We all love to grab a pitcher with friends at the bar, or knock a few back during a football game, but there are a surprising amount of amazing foods you can make with it, too. Most of them are easy, cheap, hearty, and sure to be a party favorite. I’ve started out with three of my favorites, but I’ll keep them coming as I get to them and when I run out of other crap to write about:
Who doesn’t love fresh baked bread? Bread goes great with just about everything — even as a side to other beer-made dishes. The greatest part is the the beer takes on the taste of whatever beer you use to make it, so using a Pale Ale will result in a rich, flavorful bread, something like Blue Moon or Budweiser bread will take on a classic beer taste, and Pabst bread will taste like sh*t.
- 3 cups flour (sifted)
- 3 teaspoons baking powder (omit if using Self-Rising Flour)
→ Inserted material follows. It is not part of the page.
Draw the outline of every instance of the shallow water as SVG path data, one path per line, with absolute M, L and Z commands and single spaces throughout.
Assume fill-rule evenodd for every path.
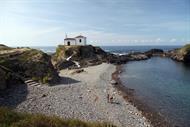
M 153 57 L 129 62 L 121 80 L 173 126 L 190 127 L 190 66 Z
- 1 teaspoon salt (omit if using Self-Rising Flour)
- 1/4 cup sugar
- 1 (12 ounce) can beer
- 1/2 cup melted butter (1/4 cup will do just fine)
Preheat your oven to 375. Mix up the dry ingredients and pour in the beer. Stir until it becomes a batter, then dump it into a greased bread pan. Pour the melted butter over the top of the batter. I will then dump some sugar on top, but some people grate cheese on top. Both are f*cking delicious. Bake for around an hour or until it looks like bread. You’ll have to let it cool for like 15 minutes before it will cut well, after that just dig in!
Beer Battered Anything
Chicken and (even better) fish taste great with a crispy beer batter. Use the fish in fish tacos on a hot day, or make some fish and chips. As long as you’ve got some way to fry it, beer-battered anything is sure to be a big win.
- 1 cup all-purpose flour
- 2 tablespoons garlic powder
- 2 tablespoons paprika
- 2 teaspoons salt
- 2 teaspoons ground black pepper
- 1 egg, beaten
- 1 (12 fluid ounce) can or bottle beer
Mix up the dry ingredients, then add the egg and stir. Slowly stir in the beer until a thin batter is formed. Then just dip whatever you’re frying into the batter and dump it straight into the fryer.
Cook your sh*t like an Irish mountain man– just smother whatever you’re making in gravy. This Guinness gravy is awesome over fried chicken, a pot roast, some pasties, shepherd’s pie, a thick steak, or some potatoes. It’s super simple and derives most of its flavor from dark, delicious Guinness.
- 2 Big White Onions
- 4 Tablespoons Butter
- 2 Sprigs Fresh Rosemary
- ¼ Cup Flour
- 2 Cans of Guinness (Approximately 4 Cups)
Chop up the onions like a boss — the thinner they are cut the faster they will cook. In a large saucepan, melt the butter over medium heat with the rosemary in it (flavor infusion, bitches), and when you can smell the rosemary and all the butter is gone, add the onions and sautee for around 15 minutes (until the onions are golden brown and caramelized). Sprinkle the flour over the onions and stir for another couple of minutes (this is where it gets tricky because you want to cook it into gravy without burning it). Now pour in the Guinness, and you just cook it while stirring fairly frequently until it thickens up. When it’s cooked, you just remove the rosemary and add salt and pepper to taste — and then put it in a blender, or, if you like the texture (aka you are a man) just use it as is. Pour it on your equally manly meal and enjoy.